Friday, January 8, 2010

In which I enter a contest on a whim...

...and am chosen as a finalist!

A couple days ago I was reading vital internet-disseminated information (ie, perusing blogs) while at work (no, not while at work...wait, I didn't say that...) and came across a fun contest on Nathan Bransford's blog in honor of the release of his client's book, The Secret Year. The challenge was to write a diary entry or letter (something vaguely epistolary, in any case) in the voice of a teenager.

Seeing as I was at work during the slowest time of year, I thought it would be fun to type something out, and this is what I came up with:

May 5, 1780
Full sun, unseasonably warm

I know it is an awfully uncharitable thing to think, but I cannot be in the room with Aunt Madeleine’s spoilt children for more than five minutes before I start to wonder if Swift’s Modest Proposal could be tested in our household. Perhaps this is why Mother protested so violently to Father allowing me to read modern writings, though I believe the primary reason to lie more solidly in her own inability to read any but the most elementary of compositions. Anyone knows that I am most conscientious to avoid prideful thought or uncharitable comparison, but I cannot escape the fact that my mother not only far less educated but less inclined to education than I. Regardless, I shall be escaping ever the more often to the library to escape Ophelia and Cornelius (are those not the silliest names you can imagine bestowing upon children?) as they will be with us for another fortnight.

Perhaps I am in a particularly foul mood on the subject of those children as it is on their account that I am being kept from the dinner party at the Greenes’ next Thursday evening. Mother thought it a delightful idea that I remain at home and watch the miniature terrors so that Madeleine could attend the party. I protested that my old nursemaid would be better suited to the task, but as she is now the plantation’s pastry cook Mother felt she would be kept too busy at her own tasks to properly manage the children, too. In addition, she felt it would be beneficial to my moral character and maternal instinct to watch them. Maternal instinct, indeed! As though one could feel maternal toward a pair of sticky-handed demons.

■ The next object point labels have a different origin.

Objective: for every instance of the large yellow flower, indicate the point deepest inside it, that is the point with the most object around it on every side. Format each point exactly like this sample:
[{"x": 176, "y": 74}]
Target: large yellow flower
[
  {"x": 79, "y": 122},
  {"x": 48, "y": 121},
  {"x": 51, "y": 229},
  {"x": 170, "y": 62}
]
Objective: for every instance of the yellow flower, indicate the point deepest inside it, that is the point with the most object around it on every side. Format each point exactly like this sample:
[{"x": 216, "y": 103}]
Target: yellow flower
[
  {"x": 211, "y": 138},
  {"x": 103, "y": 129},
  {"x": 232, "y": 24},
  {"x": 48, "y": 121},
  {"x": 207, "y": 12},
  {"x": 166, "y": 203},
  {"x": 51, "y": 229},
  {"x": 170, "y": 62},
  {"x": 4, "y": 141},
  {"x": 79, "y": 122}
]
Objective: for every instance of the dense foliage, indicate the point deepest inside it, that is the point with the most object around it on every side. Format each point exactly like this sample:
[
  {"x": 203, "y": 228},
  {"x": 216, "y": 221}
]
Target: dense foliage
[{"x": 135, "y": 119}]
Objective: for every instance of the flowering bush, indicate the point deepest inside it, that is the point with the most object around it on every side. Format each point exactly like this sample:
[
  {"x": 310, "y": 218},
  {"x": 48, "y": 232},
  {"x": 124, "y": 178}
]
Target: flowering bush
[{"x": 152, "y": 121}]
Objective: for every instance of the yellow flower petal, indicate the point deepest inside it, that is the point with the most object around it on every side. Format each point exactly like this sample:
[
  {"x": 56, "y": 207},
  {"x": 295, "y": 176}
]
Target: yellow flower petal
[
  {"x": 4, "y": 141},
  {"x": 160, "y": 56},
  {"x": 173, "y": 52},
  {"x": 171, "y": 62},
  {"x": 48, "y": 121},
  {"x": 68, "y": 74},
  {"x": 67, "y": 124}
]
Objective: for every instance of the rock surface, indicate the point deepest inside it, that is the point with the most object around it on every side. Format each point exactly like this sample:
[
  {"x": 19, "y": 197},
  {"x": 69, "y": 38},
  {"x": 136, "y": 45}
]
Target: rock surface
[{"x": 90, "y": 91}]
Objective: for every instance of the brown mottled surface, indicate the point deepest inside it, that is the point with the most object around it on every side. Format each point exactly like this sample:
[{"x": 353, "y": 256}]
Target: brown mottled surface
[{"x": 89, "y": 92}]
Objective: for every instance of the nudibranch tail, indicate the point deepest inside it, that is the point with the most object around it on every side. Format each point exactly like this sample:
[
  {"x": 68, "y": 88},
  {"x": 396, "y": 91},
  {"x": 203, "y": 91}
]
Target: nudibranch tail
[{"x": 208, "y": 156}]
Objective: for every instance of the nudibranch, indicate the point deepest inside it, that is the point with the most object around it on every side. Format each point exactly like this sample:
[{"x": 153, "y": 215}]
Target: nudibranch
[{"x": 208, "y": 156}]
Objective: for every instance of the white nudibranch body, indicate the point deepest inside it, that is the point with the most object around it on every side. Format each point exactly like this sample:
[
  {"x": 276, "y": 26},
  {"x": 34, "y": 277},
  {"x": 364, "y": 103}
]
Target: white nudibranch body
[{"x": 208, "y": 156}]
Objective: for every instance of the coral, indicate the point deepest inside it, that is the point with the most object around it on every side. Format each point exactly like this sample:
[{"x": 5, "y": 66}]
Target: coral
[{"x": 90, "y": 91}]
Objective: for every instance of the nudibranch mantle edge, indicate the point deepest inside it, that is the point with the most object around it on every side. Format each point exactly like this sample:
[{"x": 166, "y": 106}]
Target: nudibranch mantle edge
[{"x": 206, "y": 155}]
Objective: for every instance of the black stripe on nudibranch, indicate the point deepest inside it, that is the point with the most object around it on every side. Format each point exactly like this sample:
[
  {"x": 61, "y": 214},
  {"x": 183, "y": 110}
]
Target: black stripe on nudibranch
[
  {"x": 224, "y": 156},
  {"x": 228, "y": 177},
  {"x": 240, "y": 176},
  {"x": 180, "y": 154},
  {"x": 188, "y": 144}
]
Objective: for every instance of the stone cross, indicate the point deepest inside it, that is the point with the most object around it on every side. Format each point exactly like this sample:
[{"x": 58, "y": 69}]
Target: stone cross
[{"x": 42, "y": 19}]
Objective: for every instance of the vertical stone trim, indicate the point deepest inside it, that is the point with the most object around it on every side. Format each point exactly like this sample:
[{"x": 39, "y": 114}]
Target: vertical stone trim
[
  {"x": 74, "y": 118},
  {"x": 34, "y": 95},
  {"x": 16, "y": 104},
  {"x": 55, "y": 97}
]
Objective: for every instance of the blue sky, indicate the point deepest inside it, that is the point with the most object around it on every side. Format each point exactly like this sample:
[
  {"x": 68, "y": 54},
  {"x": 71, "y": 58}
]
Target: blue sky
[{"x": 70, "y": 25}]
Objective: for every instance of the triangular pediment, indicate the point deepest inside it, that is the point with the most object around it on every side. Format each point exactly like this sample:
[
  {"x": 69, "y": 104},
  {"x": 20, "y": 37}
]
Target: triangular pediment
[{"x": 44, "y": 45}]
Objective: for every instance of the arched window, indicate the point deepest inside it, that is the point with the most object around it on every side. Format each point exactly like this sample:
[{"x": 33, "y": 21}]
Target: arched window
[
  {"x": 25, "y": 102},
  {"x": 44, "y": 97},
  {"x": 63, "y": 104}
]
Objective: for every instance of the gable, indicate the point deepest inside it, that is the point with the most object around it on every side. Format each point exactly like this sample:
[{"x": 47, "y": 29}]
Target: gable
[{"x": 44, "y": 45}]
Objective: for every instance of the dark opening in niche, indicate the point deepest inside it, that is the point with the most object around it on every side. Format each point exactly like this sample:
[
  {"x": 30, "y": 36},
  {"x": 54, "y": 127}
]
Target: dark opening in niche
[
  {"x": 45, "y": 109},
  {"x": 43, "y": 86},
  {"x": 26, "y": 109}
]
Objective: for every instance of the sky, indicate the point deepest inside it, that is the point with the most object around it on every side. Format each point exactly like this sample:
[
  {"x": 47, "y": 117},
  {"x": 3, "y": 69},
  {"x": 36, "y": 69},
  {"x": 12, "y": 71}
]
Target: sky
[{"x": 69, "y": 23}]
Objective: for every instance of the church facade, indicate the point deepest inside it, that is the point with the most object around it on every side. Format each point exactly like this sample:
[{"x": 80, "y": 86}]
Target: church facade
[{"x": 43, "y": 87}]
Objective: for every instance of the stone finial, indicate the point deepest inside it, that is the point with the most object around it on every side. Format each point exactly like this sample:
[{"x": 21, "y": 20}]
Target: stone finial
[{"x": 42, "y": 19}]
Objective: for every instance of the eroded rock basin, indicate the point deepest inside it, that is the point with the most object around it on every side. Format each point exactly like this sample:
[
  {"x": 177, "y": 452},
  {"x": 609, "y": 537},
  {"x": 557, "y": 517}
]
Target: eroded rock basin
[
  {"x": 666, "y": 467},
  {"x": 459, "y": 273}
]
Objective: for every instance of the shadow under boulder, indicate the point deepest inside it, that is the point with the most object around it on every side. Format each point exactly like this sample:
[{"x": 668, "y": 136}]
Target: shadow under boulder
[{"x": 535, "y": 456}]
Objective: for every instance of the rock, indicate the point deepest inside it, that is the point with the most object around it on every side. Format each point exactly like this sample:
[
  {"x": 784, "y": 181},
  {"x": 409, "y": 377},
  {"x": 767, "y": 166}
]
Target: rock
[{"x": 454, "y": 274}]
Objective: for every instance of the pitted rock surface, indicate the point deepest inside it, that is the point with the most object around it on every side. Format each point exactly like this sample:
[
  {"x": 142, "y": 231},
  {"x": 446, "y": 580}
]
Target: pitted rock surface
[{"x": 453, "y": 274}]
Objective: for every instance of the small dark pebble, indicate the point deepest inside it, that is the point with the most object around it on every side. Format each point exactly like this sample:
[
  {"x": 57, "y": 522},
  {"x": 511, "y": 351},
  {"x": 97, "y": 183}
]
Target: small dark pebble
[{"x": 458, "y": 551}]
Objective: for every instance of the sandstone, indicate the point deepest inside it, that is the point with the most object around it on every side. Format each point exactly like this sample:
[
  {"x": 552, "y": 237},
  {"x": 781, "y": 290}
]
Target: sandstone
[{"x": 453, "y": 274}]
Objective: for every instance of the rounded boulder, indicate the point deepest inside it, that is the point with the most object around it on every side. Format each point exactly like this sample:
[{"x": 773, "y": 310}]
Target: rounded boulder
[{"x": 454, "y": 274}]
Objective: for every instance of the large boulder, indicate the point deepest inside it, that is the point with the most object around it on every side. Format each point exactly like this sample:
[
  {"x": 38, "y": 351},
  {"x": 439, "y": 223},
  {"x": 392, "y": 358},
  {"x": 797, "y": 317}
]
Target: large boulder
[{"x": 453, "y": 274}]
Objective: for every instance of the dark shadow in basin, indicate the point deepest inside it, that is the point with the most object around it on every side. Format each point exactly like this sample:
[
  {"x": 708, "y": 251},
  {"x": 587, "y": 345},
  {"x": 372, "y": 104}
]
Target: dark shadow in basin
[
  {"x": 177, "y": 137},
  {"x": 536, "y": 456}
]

It is almost as though Mother knows that Betty Greene has been contriving to arrange dancing after dinner, and to provide her middle brother for my partner. Betty can think of no better amusement than match-making her brothers away to her dearest friends, hoping, I suppose, that she can eventually add us as sisters. It is not that I find Jerome Greene terribly appealing—he is too short, for one, and his red hair does not suit him—but it would be nice to dance for an evening like a proper adult. No, instead I am chained to a pair of prattling, screaming Lilliputians. It seems that everyone around me is permitted some acquiescence toward adulthood—my brother joining the Congressional forces of his own volition, Betty with her little dance parties. I must content myself with books, I suppose.

Just as a lark, really--but I was thrilled to be chosen as one of five finalists from over 500 entries! It was definitely the confidence booster I needed during a very slow winter in the uplift department. Plus, finalists get a query letter critique from Nathan--though I've been using my current query and getting some response, I will definitely appreciate getting an expert point of view.


Jenny said...

Yay, Rowenna! Are you going to develop yours further? I think it's definitely the most creative of us finalists...

Rowenna said...

Hi Jenny--Congrats again! I probably won't develop this particular story any further (though this character/narrator is kind of insistent--she might crop up again!), but I might employ diary entries or letters in future projects, which I had never considered before now. I usually don't write first-person like that, and it was really fun!